The latest presentation of Transformer statues at 3614 Prospect St. NW: Bumblebee is a larger version than two years ago. Georgetowner photo.

The latest presentation of Transformer statues at 3614 Prospect St. NW: A figure now looks down from the rooftop. Georgetowner photo.

The meeting came alive after 10 p.m. in discussion of the fate of the large Transformer statues — street art, public space incursions and neighborhood nuisances — at 3614 Prospect St.

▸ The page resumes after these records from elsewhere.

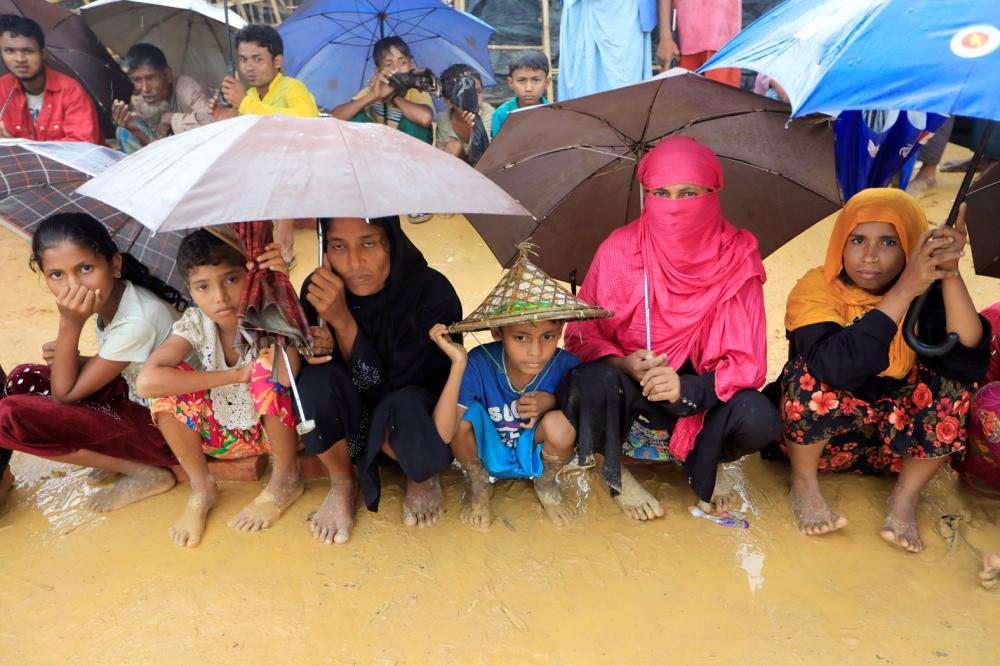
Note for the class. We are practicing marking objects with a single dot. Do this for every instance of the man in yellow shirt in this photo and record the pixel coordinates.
(260, 54)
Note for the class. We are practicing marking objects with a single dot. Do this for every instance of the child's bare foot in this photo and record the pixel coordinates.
(98, 477)
(635, 501)
(556, 507)
(422, 504)
(267, 507)
(334, 521)
(900, 526)
(6, 483)
(476, 511)
(811, 510)
(189, 528)
(990, 575)
(144, 482)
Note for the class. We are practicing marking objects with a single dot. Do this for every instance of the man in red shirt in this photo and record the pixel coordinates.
(37, 102)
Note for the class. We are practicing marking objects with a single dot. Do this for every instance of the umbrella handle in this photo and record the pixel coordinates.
(910, 323)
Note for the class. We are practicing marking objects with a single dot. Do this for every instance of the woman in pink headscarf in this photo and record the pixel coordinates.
(690, 395)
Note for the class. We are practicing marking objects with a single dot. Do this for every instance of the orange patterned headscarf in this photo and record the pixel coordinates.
(821, 296)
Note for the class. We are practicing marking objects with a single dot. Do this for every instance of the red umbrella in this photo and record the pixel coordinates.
(269, 307)
(74, 50)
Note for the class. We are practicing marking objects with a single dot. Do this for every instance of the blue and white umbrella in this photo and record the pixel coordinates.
(328, 43)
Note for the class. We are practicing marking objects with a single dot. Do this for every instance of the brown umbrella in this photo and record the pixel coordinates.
(74, 50)
(573, 165)
(983, 219)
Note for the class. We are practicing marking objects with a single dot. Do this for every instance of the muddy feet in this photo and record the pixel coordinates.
(334, 521)
(725, 496)
(129, 488)
(900, 526)
(190, 527)
(990, 575)
(98, 477)
(811, 510)
(422, 504)
(635, 501)
(476, 511)
(267, 507)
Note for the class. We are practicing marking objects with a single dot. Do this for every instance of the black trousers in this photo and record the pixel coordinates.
(404, 416)
(602, 402)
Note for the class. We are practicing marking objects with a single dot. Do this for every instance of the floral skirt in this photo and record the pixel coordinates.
(980, 467)
(195, 411)
(923, 418)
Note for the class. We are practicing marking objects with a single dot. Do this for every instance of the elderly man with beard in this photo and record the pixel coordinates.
(163, 104)
(37, 102)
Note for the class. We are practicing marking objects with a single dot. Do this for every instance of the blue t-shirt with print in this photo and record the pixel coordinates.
(485, 381)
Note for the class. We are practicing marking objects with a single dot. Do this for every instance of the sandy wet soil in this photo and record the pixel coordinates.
(77, 587)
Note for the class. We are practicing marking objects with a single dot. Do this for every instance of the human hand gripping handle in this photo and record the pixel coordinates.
(936, 257)
(533, 406)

NW. Homeowner Newton Howard, a Georgetown University professor, had been given a temporary permit of six months in 2021 that he responded to by moving a smaller statue to his rooftop and replacing it with a much larger one …  and then ignoring completely the deadline of 16 months earlier. While no neighbor objected to the art itself, most had stories of blocked driveways, sidewalks, privacy incursions and obstruction of the street by sightseers and tourists with absolute impunity. Howard — who did not appear yet again at the meeting, much to almost everyone’s expressed disappointment — has filed another permit application with the Old Georgetown Board — with another awaited result. Some neighbors suggested the transformers be removed to an on-campus site university since the statues are quite innovative and fun in themselves. 

Despite the hour, neighbors spoke civilly and passionately about their frustrations until the meeting was adjourned about 11:30 p.m.